Maar om het zo uit een mond van iemand te horen: dat is ontzettend confronterend. Ik kom verdrietig en terneergeslagen thuis. Ik wéét dat ik niet de meest flexibele persoon ter wereld ben en dat ik heel graag wil dat zaken gaan zoals ik in mijn hoofd heb. Maar het is zo pijnlijk: ik heb tenslotte ook niet voor mijn autisme gekozen. Ik zet de meditatie ‘troosten, verzachten, kalmeren, toelaten’ op die ik van mijn lerares compassievolle mindfullness heb gekregen. Daarna schenk ik een flinke borrel in.

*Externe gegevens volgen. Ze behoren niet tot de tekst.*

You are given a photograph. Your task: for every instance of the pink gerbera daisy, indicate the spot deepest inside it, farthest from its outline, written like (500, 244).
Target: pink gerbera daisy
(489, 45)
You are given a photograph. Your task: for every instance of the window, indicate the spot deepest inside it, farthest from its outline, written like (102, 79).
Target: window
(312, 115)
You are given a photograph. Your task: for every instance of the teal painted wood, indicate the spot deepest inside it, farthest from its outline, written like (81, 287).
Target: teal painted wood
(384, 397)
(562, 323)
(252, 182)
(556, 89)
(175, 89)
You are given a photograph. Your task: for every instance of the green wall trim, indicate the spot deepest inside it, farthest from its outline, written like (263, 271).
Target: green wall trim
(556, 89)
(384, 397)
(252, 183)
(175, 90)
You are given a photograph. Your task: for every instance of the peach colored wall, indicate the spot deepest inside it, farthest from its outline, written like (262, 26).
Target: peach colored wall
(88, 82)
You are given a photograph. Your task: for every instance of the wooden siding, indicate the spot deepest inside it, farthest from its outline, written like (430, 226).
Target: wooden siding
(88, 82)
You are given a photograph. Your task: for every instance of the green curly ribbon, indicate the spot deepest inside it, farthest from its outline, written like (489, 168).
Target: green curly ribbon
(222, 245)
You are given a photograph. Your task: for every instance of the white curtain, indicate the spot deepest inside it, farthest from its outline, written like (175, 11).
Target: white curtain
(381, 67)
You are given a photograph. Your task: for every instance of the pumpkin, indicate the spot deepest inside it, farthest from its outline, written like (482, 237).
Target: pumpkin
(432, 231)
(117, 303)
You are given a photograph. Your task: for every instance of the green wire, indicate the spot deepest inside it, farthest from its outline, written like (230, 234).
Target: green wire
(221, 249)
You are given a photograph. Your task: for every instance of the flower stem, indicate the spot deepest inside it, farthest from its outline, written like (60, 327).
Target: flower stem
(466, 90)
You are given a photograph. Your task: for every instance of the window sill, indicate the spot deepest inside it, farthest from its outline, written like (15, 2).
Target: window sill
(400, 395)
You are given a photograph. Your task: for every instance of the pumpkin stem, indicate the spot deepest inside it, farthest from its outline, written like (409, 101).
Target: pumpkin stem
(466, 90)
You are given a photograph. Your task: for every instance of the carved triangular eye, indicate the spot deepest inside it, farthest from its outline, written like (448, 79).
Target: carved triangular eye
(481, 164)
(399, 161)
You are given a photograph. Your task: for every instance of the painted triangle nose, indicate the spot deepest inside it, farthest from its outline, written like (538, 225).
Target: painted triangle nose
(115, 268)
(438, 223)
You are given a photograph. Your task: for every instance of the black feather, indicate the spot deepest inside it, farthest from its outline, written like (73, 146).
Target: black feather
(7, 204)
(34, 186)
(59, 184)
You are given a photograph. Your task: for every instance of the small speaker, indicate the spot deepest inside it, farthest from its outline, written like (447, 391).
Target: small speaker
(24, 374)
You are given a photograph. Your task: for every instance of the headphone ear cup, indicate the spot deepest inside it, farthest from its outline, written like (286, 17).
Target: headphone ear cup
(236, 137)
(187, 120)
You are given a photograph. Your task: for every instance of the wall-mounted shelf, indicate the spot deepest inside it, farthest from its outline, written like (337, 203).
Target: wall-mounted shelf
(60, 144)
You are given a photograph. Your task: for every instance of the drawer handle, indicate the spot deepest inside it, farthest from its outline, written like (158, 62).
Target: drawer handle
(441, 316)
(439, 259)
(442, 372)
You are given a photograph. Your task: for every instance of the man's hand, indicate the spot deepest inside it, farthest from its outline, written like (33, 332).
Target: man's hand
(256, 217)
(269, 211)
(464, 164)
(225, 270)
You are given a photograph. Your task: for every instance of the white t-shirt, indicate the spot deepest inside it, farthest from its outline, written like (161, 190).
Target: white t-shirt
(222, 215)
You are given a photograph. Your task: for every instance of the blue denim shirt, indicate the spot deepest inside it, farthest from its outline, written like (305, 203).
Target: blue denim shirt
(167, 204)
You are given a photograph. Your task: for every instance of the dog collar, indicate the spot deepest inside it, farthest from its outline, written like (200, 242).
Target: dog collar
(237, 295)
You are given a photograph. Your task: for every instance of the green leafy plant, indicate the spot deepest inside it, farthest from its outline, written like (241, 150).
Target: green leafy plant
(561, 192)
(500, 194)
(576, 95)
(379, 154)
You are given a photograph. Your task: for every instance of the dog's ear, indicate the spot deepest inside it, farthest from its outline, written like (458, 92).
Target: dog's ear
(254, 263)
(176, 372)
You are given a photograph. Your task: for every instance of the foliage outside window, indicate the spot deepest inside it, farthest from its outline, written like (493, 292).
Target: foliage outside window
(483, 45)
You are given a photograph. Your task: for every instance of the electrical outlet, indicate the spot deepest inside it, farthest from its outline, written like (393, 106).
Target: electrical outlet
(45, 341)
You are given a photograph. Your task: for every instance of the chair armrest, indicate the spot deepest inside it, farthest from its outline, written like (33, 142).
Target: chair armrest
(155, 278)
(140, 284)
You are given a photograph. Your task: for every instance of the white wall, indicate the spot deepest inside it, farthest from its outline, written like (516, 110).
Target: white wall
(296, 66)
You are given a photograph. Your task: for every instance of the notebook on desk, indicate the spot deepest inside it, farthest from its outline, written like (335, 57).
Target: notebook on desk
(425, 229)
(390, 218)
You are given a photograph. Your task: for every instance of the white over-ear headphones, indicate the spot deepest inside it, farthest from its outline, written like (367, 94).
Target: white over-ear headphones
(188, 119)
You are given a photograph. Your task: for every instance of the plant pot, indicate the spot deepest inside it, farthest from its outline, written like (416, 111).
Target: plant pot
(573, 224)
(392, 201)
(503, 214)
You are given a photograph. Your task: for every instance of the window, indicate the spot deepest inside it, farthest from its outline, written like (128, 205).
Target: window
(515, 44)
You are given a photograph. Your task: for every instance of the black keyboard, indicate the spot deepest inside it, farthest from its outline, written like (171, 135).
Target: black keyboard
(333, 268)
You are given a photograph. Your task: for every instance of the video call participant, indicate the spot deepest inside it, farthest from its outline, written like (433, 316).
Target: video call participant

En ik denk bozig: their loss. Als ze niet om kunnen gaan met mij en mijn autisme dan ligt dat aan hen. Er zal wel weer iets op mijn pad komen waar ze wel blij zijn met een rechtlijnig denker. En waarom trek ik het mij zo aan? Iedereen mankeert wel wat, niemand is perfect. Ik ben heus niet de enige die afgewezen wordt omdat hij of zij niet in een plaatje past: elke sollicitant zal daarover mee kunnen praten. En wie weet wat voor ruimte ik krijg en hoe blij ik zal zijn als ik al die taken niet meer hoef te doen.

Maar om iemand hardop te horen zeggen wat jouw - ja, wat eigenlijk? - eigenschap, kenmerk, zwakheid, handicap, beperking? is: het blijft pijnlijk.